For the dashboard to be useful, findings need enrichment with information such as:
- Is the resource public-facing?
- Does it hold sensitive data?
- Production or non-production?
- Is there internet exposure?
- Is there a compensating control?
- Which team owns it?
- How long has the finding been open?
- Is there a realistic exploit path?
Without a risk-scoring layer, the dashboard drowns in critical/high findings without giving the team a clear order of operations.
What this produced
After rolling out this design, the result was a centralised CSPM dashboard with the baseline capabilities:
- Posture view per Landing Zone.
- Drill down by account, region, and service.
- Filters by severity, risk score, framework, and owner.
- Scan status tracking.
- Raw evidence preserved for audit.
- Remediation ordered by business risk rather than purely by technical severity.
More importantly, the security team no longer has to open individual AWS Consoles or scroll through separate reports to answer:
Where is the AWS estate most at risk right now?
What is still open
The engine currently refreshes the account inventory on a periodic schedule (every 15 minutes).
That is acceptable for audit and posture review, but insufficient for near-real-time detection when a new Landing Zone, account, or region is added.
The next direction is a more event-driven model:
- Detect new accounts from AWS Organizations events.
- Trigger scans when a new account or region appears.
- An idempotent ingestion pipeline.
- Separate scan orchestration from finding ingestion.
- Multi-cloud support on the same schema: AWS, Azure, GCP.
Summary
When building CSPM for an enterprise environment, the problem is not primarily about picking a scanner.

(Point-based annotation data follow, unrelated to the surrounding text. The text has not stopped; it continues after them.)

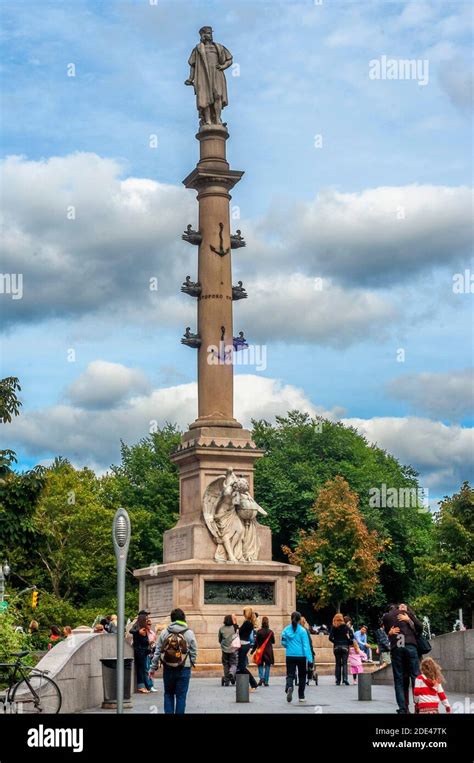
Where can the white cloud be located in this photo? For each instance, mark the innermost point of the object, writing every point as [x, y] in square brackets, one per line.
[93, 437]
[104, 385]
[442, 454]
[298, 309]
[380, 236]
[87, 240]
[447, 395]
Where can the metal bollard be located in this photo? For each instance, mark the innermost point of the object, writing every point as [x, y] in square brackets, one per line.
[364, 681]
[242, 687]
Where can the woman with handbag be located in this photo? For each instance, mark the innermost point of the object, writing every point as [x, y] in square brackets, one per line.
[262, 651]
[342, 637]
[230, 644]
[246, 633]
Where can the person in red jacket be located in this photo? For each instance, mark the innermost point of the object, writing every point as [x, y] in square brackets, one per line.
[428, 691]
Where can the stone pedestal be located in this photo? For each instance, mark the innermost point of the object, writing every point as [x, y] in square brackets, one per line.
[207, 591]
[190, 577]
[204, 455]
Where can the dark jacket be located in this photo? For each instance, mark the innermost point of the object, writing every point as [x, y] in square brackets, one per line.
[225, 636]
[261, 636]
[141, 644]
[407, 630]
[383, 641]
[245, 630]
[342, 635]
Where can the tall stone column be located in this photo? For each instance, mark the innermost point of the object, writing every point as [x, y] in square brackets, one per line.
[212, 566]
[213, 179]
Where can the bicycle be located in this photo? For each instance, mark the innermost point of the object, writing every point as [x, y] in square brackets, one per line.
[29, 690]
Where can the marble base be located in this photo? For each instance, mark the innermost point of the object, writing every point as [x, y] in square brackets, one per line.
[182, 584]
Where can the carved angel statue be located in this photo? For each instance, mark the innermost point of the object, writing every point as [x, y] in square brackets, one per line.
[230, 514]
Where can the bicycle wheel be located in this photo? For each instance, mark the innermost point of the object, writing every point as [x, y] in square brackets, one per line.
[36, 693]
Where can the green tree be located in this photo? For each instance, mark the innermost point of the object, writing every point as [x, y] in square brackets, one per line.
[146, 484]
[339, 557]
[19, 493]
[302, 454]
[73, 548]
[9, 407]
[448, 572]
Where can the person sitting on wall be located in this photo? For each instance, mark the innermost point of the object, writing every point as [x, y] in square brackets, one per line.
[361, 638]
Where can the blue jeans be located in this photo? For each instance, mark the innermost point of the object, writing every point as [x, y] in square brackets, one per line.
[142, 668]
[176, 683]
[264, 673]
[405, 662]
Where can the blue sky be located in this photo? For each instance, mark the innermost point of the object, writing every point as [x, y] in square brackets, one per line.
[389, 148]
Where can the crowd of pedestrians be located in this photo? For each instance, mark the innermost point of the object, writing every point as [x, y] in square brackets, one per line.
[398, 639]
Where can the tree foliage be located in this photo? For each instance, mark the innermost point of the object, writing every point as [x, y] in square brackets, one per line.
[448, 572]
[302, 454]
[146, 484]
[339, 557]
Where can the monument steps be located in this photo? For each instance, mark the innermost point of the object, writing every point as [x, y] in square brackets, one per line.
[214, 670]
[212, 655]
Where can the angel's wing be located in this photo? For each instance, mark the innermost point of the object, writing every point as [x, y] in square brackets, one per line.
[211, 496]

Prowler, ScoutSuite, Steampipe, and other open-source scanners can all produce findings. The harder layer is operational:
- How is the scan scope defined?
- How is parallelism controlled?
- How are findings normalised?
- Where does metadata and artifact data live?
- What is the dedup logic?
- How are owners assigned?
- What drives remediation priority?
- Does the dashboard help the security team decide?
The approach that worked:
- Treat the Landing Zone as the primary operational unit.
- Use Prowler as the initial scanner.
- Keep metadata in D1.
- Keep raw artifacts in R2.
- Normalise findings into a shared schema.
- Layer business-aware risk scoring on top of severity.
This is not a complete CSPM in the sense of a commercial product. It is a solid foundation for an internal CSPM platform that can grow by account, region, Landing Zone, and eventually multi-cloud.